Wie NTV aus Artikeln automatisch Podcasts generiert
Das Besondere: Die Podcasts werden mit Stimmen erzeugt, die echten Moderatoren gehören. Das soll die Marke NTV erkennbar machen und die Akzeptanz bei den Hörern fördern.
„Die Technologie kann nicht mehr aufgehalten werden. Synthetische Stimmen sind jetzt da. Wenn wir jetzt nicht unsere Erfahrungen sammeln, macht es ein anderer und wir verlieren unseren Vorsprung“. Tatjana Anisimov verantwortet bei RTL eines der spannendsten Medienprojekte dieser Tage. Sie wandelt vollautomatisch 20 bis 25 Artikel täglich aus den Ressorts Politik und Wirtschaft in Podcasts um. Eine Menge, die in klassischer Produktionsweise kaum zu bewältigen wäre, nicht einmal mit einem extra dafür eingestellten Sprecher. Aber mit Generative AI geht das.

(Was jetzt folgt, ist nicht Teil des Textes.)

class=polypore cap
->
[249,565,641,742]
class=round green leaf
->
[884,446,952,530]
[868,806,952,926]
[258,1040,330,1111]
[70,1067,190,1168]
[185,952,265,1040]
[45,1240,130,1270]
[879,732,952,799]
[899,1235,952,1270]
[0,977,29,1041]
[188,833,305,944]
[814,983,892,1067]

Text-to-Speech ist nicht neu. Seit zwanzig Jahren forschen Linguisten und IT-Wissenschaftler an Methoden, mit deren Hilfe es gelingt, Texte so in Sprache zu verwandeln, dass sie von Nutzern gerne gehört werden. Für einfache Texte mit überschaubarem und vor allem vorhersehbarem Vokabular gelingt das ordentlich, wie man an der Sprachausgabe der Navigationssysteme leicht sehen kann bzw. hören kann. Aber wer hat nicht schon die freundliche junge Dame aus Google Maps dabei ertappt, wie sie Straßennamen falsch ausspricht. Die Tel-Aviv-Straße in Köln heißt bei ihr Telefon-Aviv-Straße.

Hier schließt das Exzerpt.